There is, however, a potentially much larger intergenerational implication of retaining a pension that is currently paid regardless of wealth or other income – it could well make the system unsustainable.
Most economists think that the current pensions are not sustainable in their current form, which is not surprising when you consider that the current liability for promised state pensions is equivalent to about £150,000 for each UK household. If that’s right, and if the system has to be cut back brutally at some point, then the current contributors will have been paying in for pensions that older cohorts will receive but they themselves won’t.

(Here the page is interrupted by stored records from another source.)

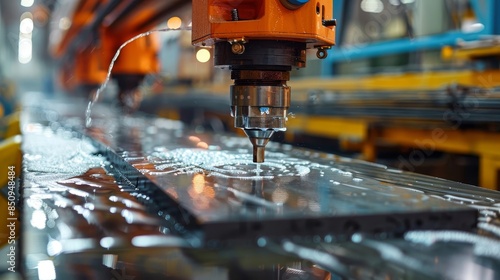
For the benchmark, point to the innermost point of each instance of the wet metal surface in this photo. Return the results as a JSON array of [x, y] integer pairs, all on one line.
[[85, 218]]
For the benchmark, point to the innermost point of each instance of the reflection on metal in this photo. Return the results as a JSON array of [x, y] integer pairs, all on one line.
[[99, 221]]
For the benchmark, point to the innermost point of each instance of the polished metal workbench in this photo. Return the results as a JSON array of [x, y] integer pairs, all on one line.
[[141, 197]]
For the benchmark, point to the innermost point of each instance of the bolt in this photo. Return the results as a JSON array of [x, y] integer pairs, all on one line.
[[237, 48]]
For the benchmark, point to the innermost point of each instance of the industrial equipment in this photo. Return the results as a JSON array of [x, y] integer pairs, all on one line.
[[261, 41]]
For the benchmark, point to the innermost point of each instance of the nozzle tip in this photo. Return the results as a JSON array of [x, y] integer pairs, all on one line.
[[258, 154]]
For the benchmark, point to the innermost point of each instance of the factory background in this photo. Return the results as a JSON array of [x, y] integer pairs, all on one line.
[[410, 84]]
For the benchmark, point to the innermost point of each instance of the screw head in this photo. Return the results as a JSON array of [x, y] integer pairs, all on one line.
[[237, 48]]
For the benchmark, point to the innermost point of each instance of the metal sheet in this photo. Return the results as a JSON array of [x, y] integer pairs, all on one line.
[[88, 224], [209, 186]]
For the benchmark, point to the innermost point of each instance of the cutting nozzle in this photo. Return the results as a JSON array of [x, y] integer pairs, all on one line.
[[259, 139]]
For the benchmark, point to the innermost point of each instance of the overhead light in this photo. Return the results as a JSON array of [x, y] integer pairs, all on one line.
[[372, 6], [174, 23], [26, 26], [27, 3], [203, 55]]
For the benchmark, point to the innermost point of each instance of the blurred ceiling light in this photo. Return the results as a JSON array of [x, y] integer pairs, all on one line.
[[372, 6], [174, 23], [46, 270], [25, 50], [64, 23], [26, 26], [27, 3], [203, 55]]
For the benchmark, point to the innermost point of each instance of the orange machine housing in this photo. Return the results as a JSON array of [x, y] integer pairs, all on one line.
[[262, 19]]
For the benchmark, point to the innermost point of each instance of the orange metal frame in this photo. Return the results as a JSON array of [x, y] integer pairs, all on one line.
[[262, 19]]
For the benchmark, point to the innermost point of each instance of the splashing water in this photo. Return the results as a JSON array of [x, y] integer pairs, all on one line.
[[95, 97]]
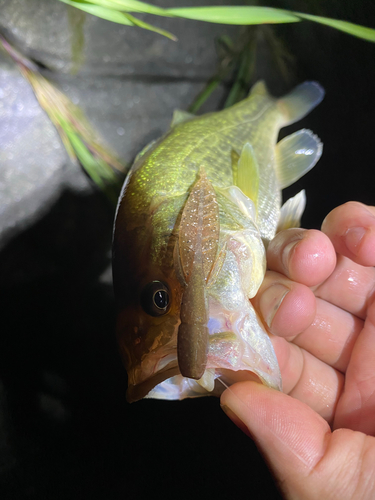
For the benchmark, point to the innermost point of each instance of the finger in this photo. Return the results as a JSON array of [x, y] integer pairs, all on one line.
[[356, 407], [285, 306], [351, 228], [331, 336], [350, 286], [307, 257], [307, 460], [308, 379]]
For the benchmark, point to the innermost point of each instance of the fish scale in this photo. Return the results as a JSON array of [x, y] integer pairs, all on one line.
[[236, 150]]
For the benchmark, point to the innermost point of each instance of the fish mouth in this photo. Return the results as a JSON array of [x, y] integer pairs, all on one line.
[[141, 390], [238, 349]]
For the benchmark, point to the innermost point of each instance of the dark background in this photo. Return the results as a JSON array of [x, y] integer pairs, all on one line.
[[66, 430]]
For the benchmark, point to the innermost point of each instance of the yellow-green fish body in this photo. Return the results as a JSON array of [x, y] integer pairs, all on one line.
[[184, 294]]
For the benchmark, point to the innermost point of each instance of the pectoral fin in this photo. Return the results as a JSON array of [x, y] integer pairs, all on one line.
[[248, 173], [291, 212], [295, 155]]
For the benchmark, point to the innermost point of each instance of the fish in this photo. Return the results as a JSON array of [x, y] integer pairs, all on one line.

As the current state pension is paid out regardless of wealth or income, there are very many millionaires who receive it. According to IF’s research on the number of pensioner millionaires, roughly one in ten recipients of the state pension are living in households worth over a million pounds.
In a system which is “pay-as-you-go” (called “take-as-you-go” by Professor Laurence Kotlikoff), this means that to some extent the state pension is a transfer of resources from poor-young to wealthy-old. Some countries, such as Australia, have moved to a means-tested system; whatever objections there may be to this, it has made the Australian pensions system demonstrably sustainable.
The implications of increased life expectancy
Part of Steve Webb’s announcement was the important decision to create a new Commission on life expectancies to study whether we’ve been getting this wrong in recent years by under-estimating likely future life expectancies. Indeed, we’ve almost certainly been too optimistic – the trend has been for life expectancies to increase by about 3 years every 10 years and there is no evidence that this is reaching a plateau.
This is a critical question in pensions because if we have been under-estimating longevity we have been also under-estimating the cost of the pensions promises. According to a recent article by Sarah Levy of the ONS, if pensioner life expectancies increase (at 60) by 1.4 years, it will add £30 billion to the state pension cost and increase pension costs by about 5%.
This Commission may well decide that the recent life expectancy assumptions have been very much too optimistic, in which case the pension burden will grow much more rapidly than currently forecast. If that’s right, today’s workers will be paying more for both retired people and their own pension. So, making adequate estimates of the increases in life expectancy is clearly a matter of intergenerational fairness.